For so many of my customers, SAP Data Services is a relatively new tool. A typical DS project is mainly focused on ensuring the solution works for the business and is launched on time. Unfortunately, many of these projects fail to utilize some of the built-in features of Data Services to help simplify how code is managed in the solution. This is an architecture gap that adds hidden costs to owning and operating the solution.
In this article, I outline the framework for managing Data Services code that I have taught to dozens of the largest customers in the Americas. Ideally, you should implement this during the blueprint phase so that you provide your developers with the tools and processes to create better code the first time. However, you can still benefit from this framework even if you are approaching the testing phase of a Go-Live.
The elements of this framework include:
In Data Services, a "central repository" is a different type of repository used only for version control of objects. This is comparable to version control systems like CTS+, Visual SourceSafe, Apache Subversion, BusinessObjects LCM, etc. You can check in new code, check it out to work on it, check in new versions, and get copies of specific versions.
Many customers do not use central repositories. Instead, they create their code in a local repository, export the code to an ".atl" file, and import it into the test or production local repository. You can save backups of the .atl file and keep track of them in a number of ways...even Apple Time Machine and Dropbox can keep track of multiple versions of a file through time. However, this is likely not a scalable or trustworthy solution for enterprise IT.
If you want to learn how to work with a central repository, the Data Services Tutorial Chapter 12 "Multi-user Development" does a fantastic job at demonstrating all the techniques. The "Using a Central Repo" Wiki Page also captures some of the basic techniques. But neither will tell you why, or discuss how you should set up your landscape or processes.
[Note: There are two different types of central repositories: non-secure and secure. Secure central repositories allow only specific users permissions on specific objects and provide an audit trail of who changed which objects. Non-secure central repositories lack these features. Due to this gap, I never recommend the use of non-secure central repositories. In this article, whenever I refer to a central repository, I am talking about secure central repositories. Chapters 23-24 in the Data Services Designer Guide discuss these differences.]
This is how I recommend for you to configure up your secure central repositories.
Remember, central repositories are only for version control, storing your code, and helping you migrate it. You never run batch jobs or launch real-time services from a central repo -- only from a local repo.
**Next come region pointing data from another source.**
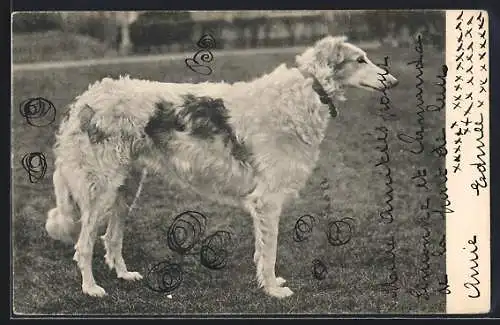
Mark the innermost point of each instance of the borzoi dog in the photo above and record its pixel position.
(248, 144)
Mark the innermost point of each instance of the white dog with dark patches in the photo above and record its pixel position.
(248, 144)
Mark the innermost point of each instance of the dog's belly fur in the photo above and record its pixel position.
(204, 166)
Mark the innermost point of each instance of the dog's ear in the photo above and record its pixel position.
(337, 53)
(330, 49)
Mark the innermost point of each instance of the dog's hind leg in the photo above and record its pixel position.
(113, 241)
(96, 202)
(265, 214)
(61, 224)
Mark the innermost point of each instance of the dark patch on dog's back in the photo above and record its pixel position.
(163, 122)
(207, 117)
(86, 125)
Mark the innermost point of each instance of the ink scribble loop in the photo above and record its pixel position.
(195, 66)
(213, 253)
(303, 228)
(164, 277)
(186, 231)
(35, 164)
(38, 111)
(198, 63)
(319, 269)
(207, 41)
(339, 232)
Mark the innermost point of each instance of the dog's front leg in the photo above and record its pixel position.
(265, 215)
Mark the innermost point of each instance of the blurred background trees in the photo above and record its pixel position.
(132, 32)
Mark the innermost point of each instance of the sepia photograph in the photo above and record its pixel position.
(171, 163)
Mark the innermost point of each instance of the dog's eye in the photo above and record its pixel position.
(361, 60)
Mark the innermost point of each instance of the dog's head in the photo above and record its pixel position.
(336, 64)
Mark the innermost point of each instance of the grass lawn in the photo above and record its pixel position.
(46, 280)
(57, 46)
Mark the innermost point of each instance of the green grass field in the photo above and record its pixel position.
(46, 280)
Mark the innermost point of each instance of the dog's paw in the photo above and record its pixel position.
(280, 281)
(94, 291)
(130, 276)
(279, 292)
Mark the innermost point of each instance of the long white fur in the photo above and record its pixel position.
(278, 116)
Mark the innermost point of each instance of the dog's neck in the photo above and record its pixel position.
(323, 95)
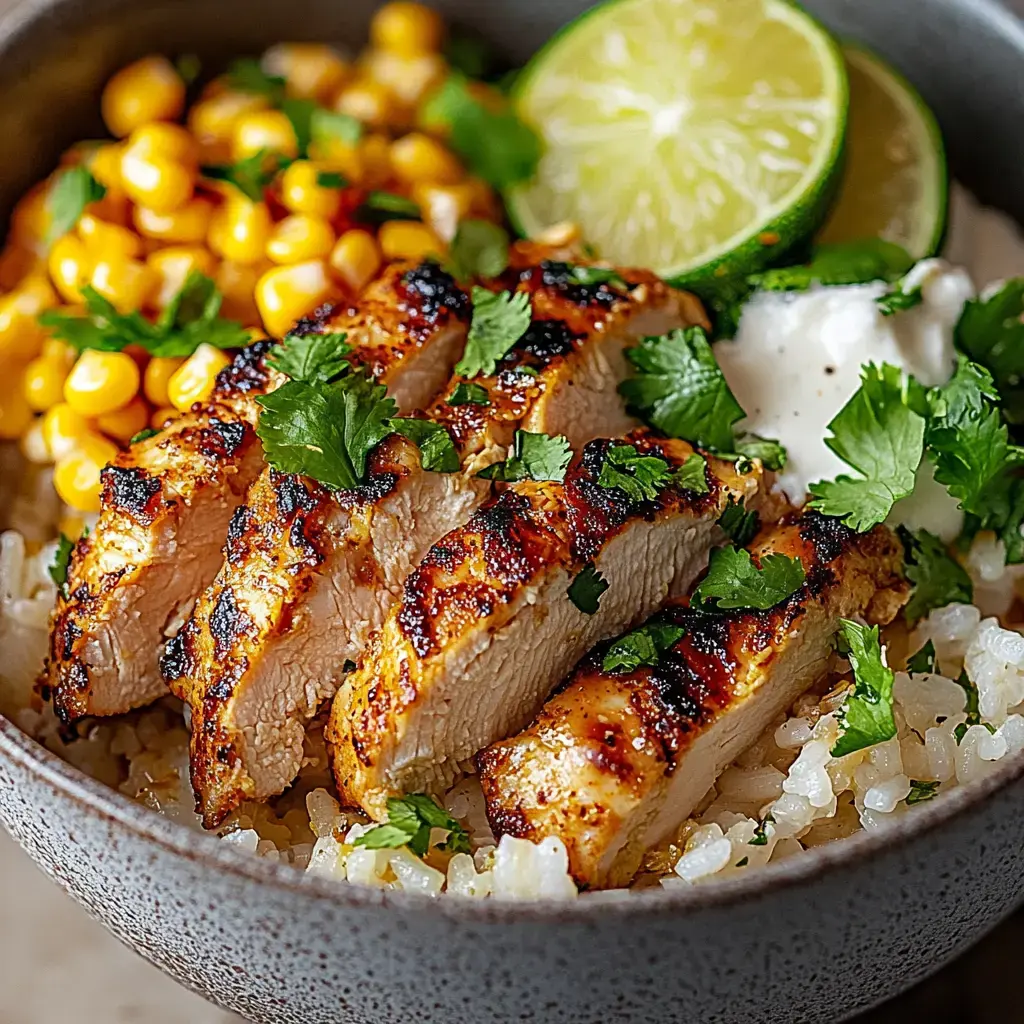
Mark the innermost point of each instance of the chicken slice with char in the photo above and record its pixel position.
(167, 501)
(485, 627)
(313, 580)
(615, 762)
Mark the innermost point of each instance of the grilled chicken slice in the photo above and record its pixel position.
(616, 761)
(486, 626)
(310, 574)
(167, 501)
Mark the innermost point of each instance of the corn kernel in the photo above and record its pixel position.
(212, 120)
(43, 383)
(355, 258)
(76, 476)
(299, 238)
(301, 194)
(173, 266)
(418, 158)
(407, 28)
(311, 71)
(239, 229)
(126, 283)
(158, 373)
(64, 429)
(370, 102)
(263, 130)
(70, 266)
(147, 90)
(101, 382)
(409, 240)
(156, 181)
(123, 424)
(162, 417)
(288, 293)
(102, 239)
(195, 379)
(33, 444)
(15, 413)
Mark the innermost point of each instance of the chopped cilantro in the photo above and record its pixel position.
(311, 357)
(866, 715)
(61, 559)
(938, 579)
(640, 477)
(325, 430)
(923, 663)
(437, 452)
(692, 475)
(467, 393)
(880, 435)
(921, 792)
(410, 820)
(678, 388)
(643, 646)
(479, 249)
(734, 582)
(73, 190)
(535, 457)
(492, 140)
(586, 590)
(189, 320)
(738, 524)
(500, 320)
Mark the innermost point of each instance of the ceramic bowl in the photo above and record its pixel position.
(814, 938)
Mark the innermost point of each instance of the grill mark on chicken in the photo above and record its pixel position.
(606, 764)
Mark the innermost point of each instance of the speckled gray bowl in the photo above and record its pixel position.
(816, 938)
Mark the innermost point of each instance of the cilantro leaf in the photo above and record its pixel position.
(991, 332)
(500, 320)
(938, 579)
(57, 569)
(437, 452)
(866, 715)
(923, 662)
(410, 821)
(586, 590)
(479, 249)
(640, 477)
(692, 475)
(922, 792)
(678, 388)
(535, 457)
(73, 190)
(734, 582)
(738, 524)
(466, 393)
(881, 436)
(311, 357)
(325, 431)
(643, 646)
(494, 143)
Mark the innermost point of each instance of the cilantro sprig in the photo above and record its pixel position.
(733, 581)
(190, 318)
(410, 820)
(866, 715)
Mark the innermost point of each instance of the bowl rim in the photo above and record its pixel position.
(177, 839)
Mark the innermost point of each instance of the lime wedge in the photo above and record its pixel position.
(895, 185)
(689, 136)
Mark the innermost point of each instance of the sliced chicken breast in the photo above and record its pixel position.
(167, 501)
(487, 625)
(307, 614)
(615, 762)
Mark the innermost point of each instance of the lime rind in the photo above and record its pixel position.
(773, 228)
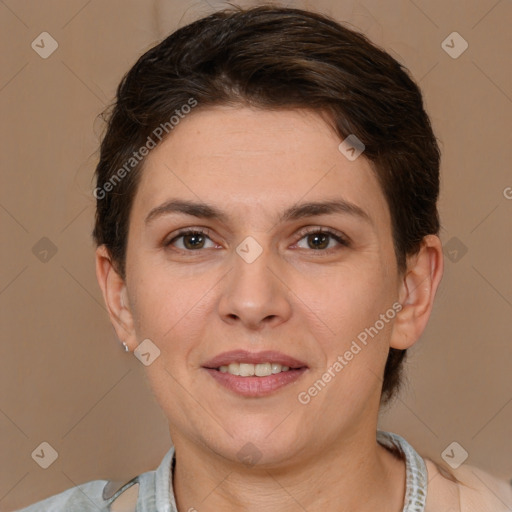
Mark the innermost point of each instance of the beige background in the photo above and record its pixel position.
(64, 377)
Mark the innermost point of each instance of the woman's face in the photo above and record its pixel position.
(260, 278)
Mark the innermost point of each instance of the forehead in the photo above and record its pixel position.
(255, 162)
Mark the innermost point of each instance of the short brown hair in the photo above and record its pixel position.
(278, 58)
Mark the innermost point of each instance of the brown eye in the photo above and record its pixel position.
(191, 240)
(319, 240)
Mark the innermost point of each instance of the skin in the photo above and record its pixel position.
(306, 302)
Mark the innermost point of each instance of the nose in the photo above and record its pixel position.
(255, 293)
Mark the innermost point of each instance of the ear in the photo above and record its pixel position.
(417, 291)
(115, 296)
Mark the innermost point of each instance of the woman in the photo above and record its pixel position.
(267, 247)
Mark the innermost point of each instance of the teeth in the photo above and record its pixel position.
(250, 370)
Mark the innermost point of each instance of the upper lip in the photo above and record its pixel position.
(243, 356)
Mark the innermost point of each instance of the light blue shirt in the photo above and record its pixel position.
(155, 494)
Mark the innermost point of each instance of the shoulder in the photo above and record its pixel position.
(93, 496)
(84, 497)
(466, 489)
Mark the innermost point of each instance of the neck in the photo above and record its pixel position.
(356, 474)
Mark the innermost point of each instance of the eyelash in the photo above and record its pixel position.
(338, 237)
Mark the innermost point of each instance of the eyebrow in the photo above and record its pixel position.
(295, 212)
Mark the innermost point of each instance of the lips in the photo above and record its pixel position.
(243, 356)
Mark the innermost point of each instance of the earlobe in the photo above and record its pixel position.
(420, 282)
(115, 296)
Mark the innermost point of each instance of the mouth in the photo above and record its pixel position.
(254, 374)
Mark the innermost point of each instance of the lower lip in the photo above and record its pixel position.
(256, 386)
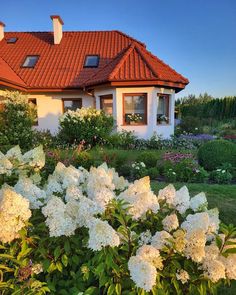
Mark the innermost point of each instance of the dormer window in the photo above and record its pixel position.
(12, 40)
(91, 61)
(30, 61)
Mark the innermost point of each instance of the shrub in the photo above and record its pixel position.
(17, 118)
(148, 158)
(138, 169)
(216, 153)
(153, 173)
(92, 232)
(86, 124)
(221, 176)
(122, 139)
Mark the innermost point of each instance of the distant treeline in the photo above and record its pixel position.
(205, 106)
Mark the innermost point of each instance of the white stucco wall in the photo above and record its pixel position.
(50, 108)
(142, 131)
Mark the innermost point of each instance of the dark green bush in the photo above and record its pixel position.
(148, 158)
(215, 153)
(86, 125)
(152, 173)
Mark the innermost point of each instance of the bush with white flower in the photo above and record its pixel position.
(93, 232)
(138, 169)
(89, 125)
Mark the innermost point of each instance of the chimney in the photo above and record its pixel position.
(2, 25)
(57, 28)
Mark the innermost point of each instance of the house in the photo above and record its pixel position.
(107, 70)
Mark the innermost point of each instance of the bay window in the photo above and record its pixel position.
(163, 108)
(135, 109)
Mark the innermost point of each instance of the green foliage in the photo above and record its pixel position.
(148, 158)
(90, 126)
(218, 108)
(216, 153)
(16, 120)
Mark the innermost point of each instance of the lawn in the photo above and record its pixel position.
(220, 196)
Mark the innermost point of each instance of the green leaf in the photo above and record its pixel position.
(57, 252)
(64, 260)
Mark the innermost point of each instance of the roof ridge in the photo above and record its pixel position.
(105, 66)
(128, 36)
(127, 52)
(165, 64)
(13, 70)
(146, 61)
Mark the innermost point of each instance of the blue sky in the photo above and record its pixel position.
(197, 38)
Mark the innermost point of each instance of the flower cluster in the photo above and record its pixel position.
(14, 213)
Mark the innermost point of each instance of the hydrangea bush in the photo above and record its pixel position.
(92, 232)
(89, 125)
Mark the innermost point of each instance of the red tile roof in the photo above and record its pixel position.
(122, 59)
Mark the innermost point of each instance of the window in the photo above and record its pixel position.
(30, 61)
(71, 104)
(34, 102)
(163, 108)
(135, 109)
(106, 104)
(12, 40)
(91, 61)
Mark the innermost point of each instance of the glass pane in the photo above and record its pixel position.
(135, 109)
(162, 109)
(72, 105)
(107, 105)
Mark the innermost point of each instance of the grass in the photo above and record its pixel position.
(220, 196)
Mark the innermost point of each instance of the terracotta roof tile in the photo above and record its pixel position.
(62, 66)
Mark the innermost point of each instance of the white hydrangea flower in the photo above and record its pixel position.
(230, 266)
(161, 239)
(182, 200)
(57, 219)
(72, 176)
(145, 237)
(101, 234)
(142, 273)
(30, 191)
(15, 153)
(197, 221)
(213, 269)
(5, 165)
(167, 194)
(53, 186)
(170, 222)
(141, 198)
(195, 245)
(199, 202)
(87, 209)
(14, 213)
(183, 276)
(151, 255)
(35, 158)
(73, 193)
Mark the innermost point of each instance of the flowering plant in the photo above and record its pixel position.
(95, 233)
(86, 124)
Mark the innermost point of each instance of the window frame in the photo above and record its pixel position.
(30, 100)
(145, 105)
(88, 55)
(27, 67)
(168, 107)
(71, 99)
(107, 96)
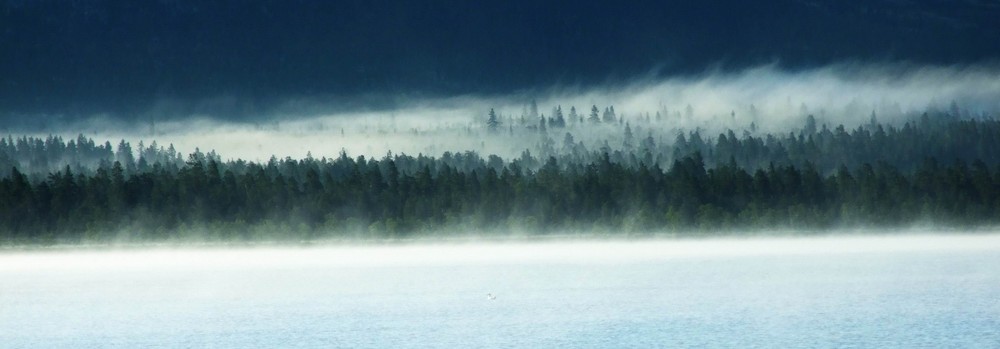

This tiered approach plan looks like this:
The repositories themselves are just database schemas -- you can put them in any supported database. Check the Product Availability Matrix for Data Services to see which databases are supported. However, I would recommend for you to group them together within the same physical database within your specific tier. For instance:
Substitution Parameters are such a handy feature, but I seldom see them used to their full potential! If you know C++, they are similar to compiler directives. They are static values that never change during code execution (so we don't call them variables). They are called "substitution" parameters because their values get substituted into the code by the optimizer when you run the job. They can thus change the run-time behavior of your code.
Often I see many programmers use a script block at the beginning of a job to set global variable values. These global variables are then used to control the logic or mappings later in the job. However, in 90% of these cases the global variables NEVER CHANGE during runtime. So now you have several problems in your code:
Substitution parameters fix all of these global variable short-comings. They are defined for an entire repository, not per individual job. Their values are controlled at a repository level, so you don't have to include scripts to set them. They cannot change through run-time, so they don't have the risk of being modified erroneously. Lastly, they don't just have one default value -- you can set up multiple substitution parameter configurations for your repository so that you have multiple different sets of run-time values.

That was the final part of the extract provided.